Rafael’s brother, Leandro Gonzales, served as mayordomo (administrator) of Mission Santa Barbara in the early 1840s. Chumash people referred to him as a “Black fellow — dark complexioned and good natured.” In 1837, the Gonzales brothers and several cousins were granted Rancho El Rio de Santa Clara in Ventura County. Oxnard’s Gonzales Road once led to the Gonzaleses’ adobe ranch house.

Guner, Kai, Sequoia, and Mark Tautrim. | Credit: Erick Madrid

The legacy of California’s original African-American families lives on in the 10 or more generations that have passed since the Quinteros and three dozen other immigrants established Los Angeles and Santa Barbara. It is estimated that they have several thousand descendants in California today.

The Tautrim family

Quintero descendant Mark Tautrim, 74, is “quite proud” of his African-American ancestors and shares his appreciation for his family’s multicultural background with his two grandsons as they grow up on the same family ranch as he did, overlooking Refugio Beach. 

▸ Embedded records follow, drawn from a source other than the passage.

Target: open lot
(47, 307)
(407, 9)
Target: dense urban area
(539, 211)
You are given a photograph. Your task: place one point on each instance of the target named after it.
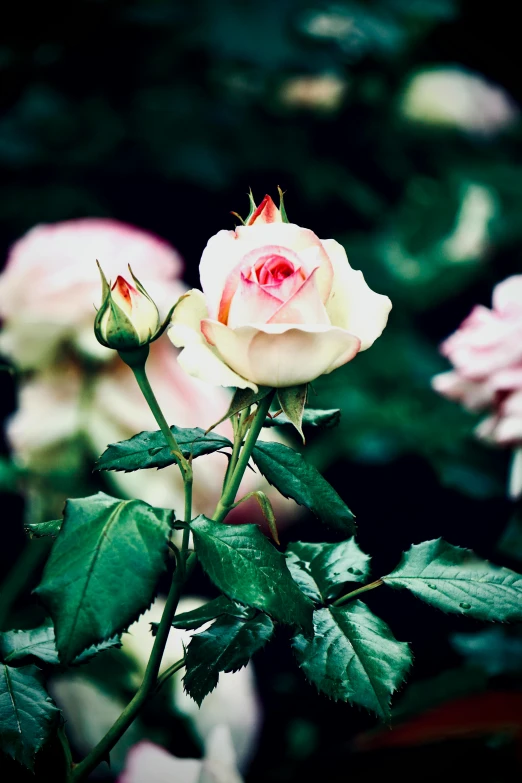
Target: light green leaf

Tautrim feels strongly about his family. “I want my kids and grandkids and on down from there to know that we are true ‘melting pot’ Americans and to be proud of our Black, Hispanic, European, and Native American ancestry,” he said. “Black History Month is especially gratifying and humbling, to know that Luis Quintero, my grandkids’ seventh-great-grandfather, contributed so much to California and Santa Barbara history.”

After graduating from UCSB, Nicholas Lorenzen, 29, went to work as an environmental technician at the local office of a nationwide consulting firm. Another Quintero scion, Lorenzen, appreciates his family’s legacy in Santa Barbara and California. 

“It gives me a sense of place and responsibility to our community,” he recently observed, with evident pride.